Tilly's voice cuts through again. "Need to help! Sam, I'll never forgive myself if I could do something and didn't. Please." And it's those words that have me gripping the phone tighter. Her plea, her fear of inaction, mirrors my own feelings towards my sick nephew.

It's that connection, that shared understanding of regret and responsibility, that breaks through my walls. Tears of relief start to blur my vision as I realize that despite everything, they still stand with me. "I'm in Mexico City at the Elk Motel," I finally admit.

"We'll catch the first flight there. Me and Tilly. Do not leave. We can fix this, okay Sam?"

"Okay." It's the only word I can manage, but it's enough. He promised to see me soon, and we hung up.

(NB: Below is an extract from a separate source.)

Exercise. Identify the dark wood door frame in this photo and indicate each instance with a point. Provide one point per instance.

I'm left staring at the phone, lost in thought, until a knock signals my dinner's arrival. Eating on the bed, an old black-and-white movie playing in Spanish, I feel my shoulders unclench. The knot I had thought was from the stiff seat of the bus fades away. Knowing my friends were on the way, a renewed sense of purpose warms me from the inside out. There are things I need to do: check in with Penny, buy my ticket for the next leg of my journey, eat and shower. But for the moment, I allow myself to bask in the warmth of the phone call.